Editor's note: This article has been updated to clarify that ENER's Class A shares will be converting to Class B shares as of Sept. 30.

Don't look now, but Energy Conversion Devices (NASDAQ:ENER) might just prove to be that rare bird -- an alternative energy play with actual products and a reasonable chance of living up to lofty investor expectations.

Starting with the company's recently reported fiscal fourth-quarter results, business looks all right. Total revenue was up only about 5%, but product revenue climbed 39%. Expenses were down about 8% for the period, and the company narrowed its operating loss from more than $10 million to about $7 million.

At this point, "product revenue" pretty much means sales of the company's photovoltaic solar cells. ECD sold nearly $51 million of them for this fiscal year, about 84% more than in the year-ago period. The company also managed to achieve gross profitability with this business and recently broke ground on a new plant that should double manufacturing capacity.

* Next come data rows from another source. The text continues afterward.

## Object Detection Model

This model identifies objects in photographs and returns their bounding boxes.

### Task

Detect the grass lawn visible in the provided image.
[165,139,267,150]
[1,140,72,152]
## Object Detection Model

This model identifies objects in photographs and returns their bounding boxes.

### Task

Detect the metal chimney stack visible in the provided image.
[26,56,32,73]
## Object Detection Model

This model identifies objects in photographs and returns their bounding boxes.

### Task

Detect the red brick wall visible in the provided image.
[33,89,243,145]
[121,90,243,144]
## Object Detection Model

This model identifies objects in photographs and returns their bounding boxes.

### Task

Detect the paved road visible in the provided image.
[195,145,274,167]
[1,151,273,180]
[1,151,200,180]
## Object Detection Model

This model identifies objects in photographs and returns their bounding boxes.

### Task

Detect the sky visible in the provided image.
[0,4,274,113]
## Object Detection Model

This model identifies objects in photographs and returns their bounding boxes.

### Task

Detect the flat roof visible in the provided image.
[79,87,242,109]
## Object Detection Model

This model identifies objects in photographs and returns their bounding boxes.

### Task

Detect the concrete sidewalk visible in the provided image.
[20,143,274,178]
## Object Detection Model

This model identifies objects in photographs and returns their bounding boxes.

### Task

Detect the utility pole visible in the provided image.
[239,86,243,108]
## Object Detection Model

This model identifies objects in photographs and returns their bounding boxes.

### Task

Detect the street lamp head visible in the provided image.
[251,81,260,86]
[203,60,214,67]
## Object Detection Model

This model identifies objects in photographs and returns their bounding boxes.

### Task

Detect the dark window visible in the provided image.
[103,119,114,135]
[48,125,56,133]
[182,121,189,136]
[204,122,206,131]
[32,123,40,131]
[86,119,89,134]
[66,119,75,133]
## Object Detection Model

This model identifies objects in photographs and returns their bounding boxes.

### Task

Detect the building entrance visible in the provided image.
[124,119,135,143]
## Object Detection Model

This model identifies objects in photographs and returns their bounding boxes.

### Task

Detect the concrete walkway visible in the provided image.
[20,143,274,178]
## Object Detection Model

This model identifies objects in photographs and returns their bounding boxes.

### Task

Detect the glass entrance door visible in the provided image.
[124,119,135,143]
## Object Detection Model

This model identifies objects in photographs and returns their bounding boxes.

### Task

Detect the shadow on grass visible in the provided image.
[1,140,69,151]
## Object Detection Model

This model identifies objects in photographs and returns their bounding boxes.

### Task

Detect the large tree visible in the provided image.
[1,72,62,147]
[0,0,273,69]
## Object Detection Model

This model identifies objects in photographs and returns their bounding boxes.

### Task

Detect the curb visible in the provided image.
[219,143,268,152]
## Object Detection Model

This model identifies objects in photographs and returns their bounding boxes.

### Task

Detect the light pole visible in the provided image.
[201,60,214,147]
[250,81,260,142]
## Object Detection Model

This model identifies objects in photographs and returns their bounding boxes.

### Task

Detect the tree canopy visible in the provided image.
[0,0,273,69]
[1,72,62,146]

As is generally the case with alternative energy plays, the story with ECD is about the future. For those not familiar with the company, it has a joint venture with Chevron (NYSE:CVX) for batteries designed for hybrid vehicles, a photovoltaic solar cell business, licensing agreements with Intel (NASDAQ:INTC), STMicroelectronics (NYSE:STM), and GeneralElectric (NYSE:GE) for memory technologies, and potentially valuable intellectual property and technology in fuel cells and hydrogen storage.

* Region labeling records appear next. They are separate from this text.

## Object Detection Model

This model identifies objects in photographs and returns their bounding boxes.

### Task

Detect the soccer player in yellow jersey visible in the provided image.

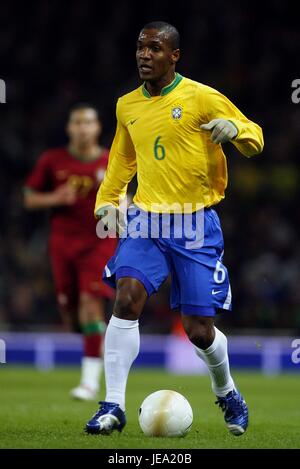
[86,22,263,435]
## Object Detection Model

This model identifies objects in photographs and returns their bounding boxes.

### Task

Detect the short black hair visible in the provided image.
[68,101,101,121]
[142,21,180,50]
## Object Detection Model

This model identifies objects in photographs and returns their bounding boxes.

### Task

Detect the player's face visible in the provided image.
[136,29,179,81]
[67,109,101,145]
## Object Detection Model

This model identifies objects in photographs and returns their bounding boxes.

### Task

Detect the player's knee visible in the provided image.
[182,316,214,350]
[79,292,100,323]
[114,279,147,321]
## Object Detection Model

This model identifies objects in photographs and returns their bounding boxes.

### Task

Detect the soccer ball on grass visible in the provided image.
[139,390,193,437]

It would appear to me that hybrid vehicle batteries are the biggest near-term opportunity. Although the company didn't specify the customers, it has acknowledged receiving production orders for battery packs -- most likely, I would guess, from Ford (NYSE:F) and/or General Motors (NYSE:GM). With hybrid vehicles becoming increasingly popular and rivals like Sanyo and Matsushita tied up with capacity and/or licensing constraints, ECD would seem to have a solid opportunity to establish itself in the North American hybrid vehicle market.

Of course, this is a company with more sizzle than steak today, so investors have to appreciate the risks that go along with technology development and the building of new markets. That said, the company's balance sheet is in pretty good shape, and I don't think that anybody could quibble with the roster of corporate partnerships already in hand.

There are a few specific risk factors here -- in particular, a dual-share structure that gives preferential treatment to the founders and the age of the CEO. But this is a company with multiple high-value opportunities before it. And it is worth noting that the company's Class A shares -- the ones that carry the preferential treatment -- are converting to ordinary Class B at the end of September. With profitability perhaps only a few years away, this could be a worthwhile stock for investors looking for a credible play on energy technology.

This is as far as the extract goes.